There is a wealth of information about 19th-century history, which remains mostly dormant in archives. Most of the original sources are only available in the form of manuscripts, making it impossible to access on a wider scale. In order to solve this problem, the project will digitize important and interesting documents, and the use of artificial intelligence, combined with the contribution of the community acting as “Scientists-Citizens”, will transcribe these handwritten documents.

The project will use the Europeana platform, which supports the cultural heritage sector in its digital transformation by providing one common portal for content from cultural heritage institutions across Europe.

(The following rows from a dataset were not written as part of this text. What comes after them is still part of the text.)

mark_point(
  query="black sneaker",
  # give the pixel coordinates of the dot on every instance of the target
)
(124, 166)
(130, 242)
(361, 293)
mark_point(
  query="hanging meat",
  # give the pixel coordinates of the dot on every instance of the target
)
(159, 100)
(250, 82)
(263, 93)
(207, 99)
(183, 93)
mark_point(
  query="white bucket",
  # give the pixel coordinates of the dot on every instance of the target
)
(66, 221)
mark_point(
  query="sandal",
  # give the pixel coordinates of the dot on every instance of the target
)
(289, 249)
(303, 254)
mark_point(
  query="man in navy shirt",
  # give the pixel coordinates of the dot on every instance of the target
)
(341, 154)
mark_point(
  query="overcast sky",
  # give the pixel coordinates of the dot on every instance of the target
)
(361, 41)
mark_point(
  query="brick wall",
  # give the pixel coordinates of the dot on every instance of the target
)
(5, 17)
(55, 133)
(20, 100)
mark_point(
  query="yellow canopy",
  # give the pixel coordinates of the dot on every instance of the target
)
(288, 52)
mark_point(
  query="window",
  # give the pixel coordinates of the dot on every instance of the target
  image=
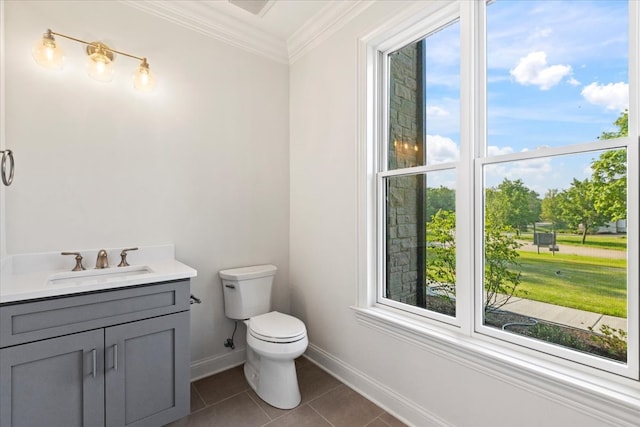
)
(502, 182)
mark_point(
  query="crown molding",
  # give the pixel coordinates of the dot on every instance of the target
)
(209, 21)
(323, 25)
(201, 18)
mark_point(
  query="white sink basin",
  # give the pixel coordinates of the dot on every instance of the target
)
(94, 276)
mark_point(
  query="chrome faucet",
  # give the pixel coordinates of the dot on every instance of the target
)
(102, 261)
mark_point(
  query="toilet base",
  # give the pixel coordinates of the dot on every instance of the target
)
(274, 381)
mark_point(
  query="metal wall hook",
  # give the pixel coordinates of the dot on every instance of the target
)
(7, 154)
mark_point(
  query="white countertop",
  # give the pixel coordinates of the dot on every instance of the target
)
(31, 276)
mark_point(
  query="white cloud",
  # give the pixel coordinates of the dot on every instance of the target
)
(613, 96)
(434, 111)
(573, 82)
(534, 70)
(497, 151)
(441, 149)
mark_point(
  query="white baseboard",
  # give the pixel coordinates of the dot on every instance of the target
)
(397, 405)
(212, 365)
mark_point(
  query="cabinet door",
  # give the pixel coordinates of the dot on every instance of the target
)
(147, 371)
(55, 382)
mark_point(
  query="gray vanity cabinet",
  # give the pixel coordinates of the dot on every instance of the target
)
(54, 382)
(142, 365)
(114, 358)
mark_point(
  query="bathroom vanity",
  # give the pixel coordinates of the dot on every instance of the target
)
(105, 349)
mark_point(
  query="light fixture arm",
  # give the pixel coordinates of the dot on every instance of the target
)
(139, 58)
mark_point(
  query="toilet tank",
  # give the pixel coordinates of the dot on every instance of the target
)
(247, 290)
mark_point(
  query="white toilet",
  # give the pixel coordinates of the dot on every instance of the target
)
(274, 339)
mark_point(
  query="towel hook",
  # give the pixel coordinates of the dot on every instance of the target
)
(7, 154)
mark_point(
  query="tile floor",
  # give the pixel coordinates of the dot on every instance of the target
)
(226, 399)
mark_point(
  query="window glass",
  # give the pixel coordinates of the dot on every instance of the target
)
(420, 240)
(557, 72)
(424, 100)
(555, 251)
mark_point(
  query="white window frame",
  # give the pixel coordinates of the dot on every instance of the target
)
(466, 340)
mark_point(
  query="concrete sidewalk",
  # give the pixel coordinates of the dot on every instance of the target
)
(563, 315)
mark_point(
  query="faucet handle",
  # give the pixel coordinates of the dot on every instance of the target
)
(123, 257)
(79, 266)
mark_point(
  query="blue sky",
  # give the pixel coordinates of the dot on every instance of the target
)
(557, 75)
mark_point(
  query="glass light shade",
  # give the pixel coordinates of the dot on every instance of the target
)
(100, 67)
(47, 53)
(143, 79)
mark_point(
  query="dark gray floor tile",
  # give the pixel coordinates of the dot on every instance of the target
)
(391, 420)
(343, 407)
(221, 386)
(239, 410)
(271, 411)
(302, 416)
(314, 382)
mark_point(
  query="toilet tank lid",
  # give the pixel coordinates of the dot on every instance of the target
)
(252, 272)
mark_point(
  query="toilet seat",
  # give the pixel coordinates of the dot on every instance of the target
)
(277, 327)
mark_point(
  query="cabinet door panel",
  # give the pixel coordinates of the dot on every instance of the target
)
(53, 382)
(147, 378)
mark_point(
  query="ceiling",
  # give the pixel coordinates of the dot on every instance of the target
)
(279, 29)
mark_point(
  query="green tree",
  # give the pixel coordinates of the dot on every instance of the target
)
(502, 270)
(610, 184)
(578, 208)
(441, 198)
(610, 175)
(512, 204)
(441, 254)
(550, 209)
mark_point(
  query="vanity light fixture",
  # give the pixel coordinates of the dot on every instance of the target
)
(47, 53)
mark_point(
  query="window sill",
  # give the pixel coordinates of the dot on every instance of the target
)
(612, 400)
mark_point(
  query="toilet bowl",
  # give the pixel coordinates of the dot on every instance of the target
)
(274, 339)
(271, 352)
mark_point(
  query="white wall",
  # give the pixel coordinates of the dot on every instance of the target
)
(201, 163)
(422, 387)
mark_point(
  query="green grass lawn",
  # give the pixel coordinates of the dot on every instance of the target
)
(592, 284)
(603, 241)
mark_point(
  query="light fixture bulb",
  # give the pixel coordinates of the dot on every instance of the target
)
(143, 79)
(99, 65)
(47, 53)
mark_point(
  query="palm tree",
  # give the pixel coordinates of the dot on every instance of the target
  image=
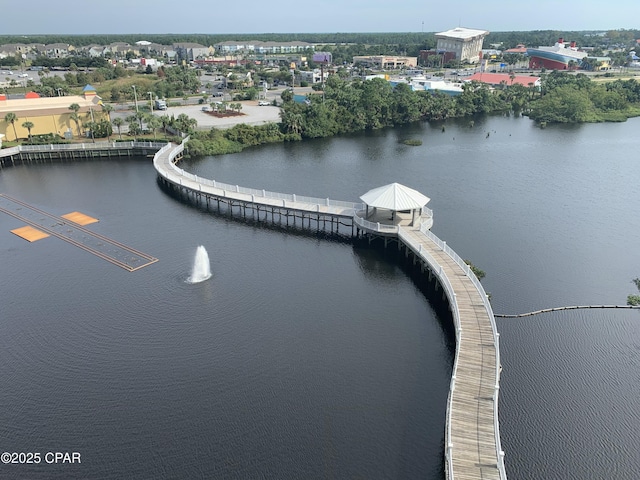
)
(76, 118)
(134, 129)
(11, 118)
(28, 125)
(118, 122)
(154, 123)
(107, 109)
(139, 116)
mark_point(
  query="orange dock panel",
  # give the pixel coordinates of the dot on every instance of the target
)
(80, 218)
(29, 233)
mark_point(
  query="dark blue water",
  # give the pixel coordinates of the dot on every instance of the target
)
(306, 358)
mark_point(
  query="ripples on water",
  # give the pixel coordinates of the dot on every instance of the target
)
(303, 358)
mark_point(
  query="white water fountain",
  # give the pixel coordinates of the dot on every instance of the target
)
(201, 266)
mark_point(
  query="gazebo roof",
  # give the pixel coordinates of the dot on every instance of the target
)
(395, 197)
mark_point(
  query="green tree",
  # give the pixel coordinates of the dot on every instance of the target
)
(118, 122)
(634, 299)
(76, 118)
(28, 125)
(134, 129)
(75, 108)
(153, 123)
(11, 118)
(107, 109)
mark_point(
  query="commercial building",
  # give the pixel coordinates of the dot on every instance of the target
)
(465, 43)
(558, 57)
(504, 79)
(49, 114)
(384, 62)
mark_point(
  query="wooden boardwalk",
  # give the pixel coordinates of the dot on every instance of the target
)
(75, 234)
(472, 438)
(472, 445)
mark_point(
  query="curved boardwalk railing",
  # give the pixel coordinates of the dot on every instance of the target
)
(492, 386)
(472, 436)
(165, 163)
(59, 147)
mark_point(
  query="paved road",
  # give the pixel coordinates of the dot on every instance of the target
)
(253, 114)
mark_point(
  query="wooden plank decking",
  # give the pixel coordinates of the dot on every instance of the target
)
(472, 410)
(472, 448)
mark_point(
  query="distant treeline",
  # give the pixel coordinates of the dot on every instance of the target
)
(421, 39)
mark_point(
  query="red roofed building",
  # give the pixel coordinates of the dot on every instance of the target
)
(518, 49)
(496, 79)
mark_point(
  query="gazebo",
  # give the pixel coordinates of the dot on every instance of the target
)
(395, 198)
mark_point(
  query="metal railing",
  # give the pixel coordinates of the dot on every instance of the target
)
(455, 312)
(58, 147)
(372, 226)
(257, 195)
(358, 212)
(496, 338)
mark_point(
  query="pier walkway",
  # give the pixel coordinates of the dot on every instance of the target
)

EnrichEuropeana+ is based on previous EU-funded projects that have developed the Europeana platform, the Transcribathon platform for crowdsourcing transcriptions in Europeana, and the Transkribus automated transcription tool. The project will apply natural language processing and big data analytics technologies to the analysis of transcriptions and their translations, providing support for semantic enrichment of metadata, clustering, and classification. What would have taken days before, can now be read in minutes, saving scientists valuable time and opening up our story.

PSNC, which also participated in the first edition of the project, will continue to develop the document delivery software for the Transcribathon platform. The work also includes planned extensions in other systems centered around our national cultural heritage metadata aggregator, the Digital Libraries Federation. This will allow for the dissemination of transcripted manuscripts created in cooperation with artificial intelligence and participants in crowdsourcing campaigns conducted on the Transcribathon platform.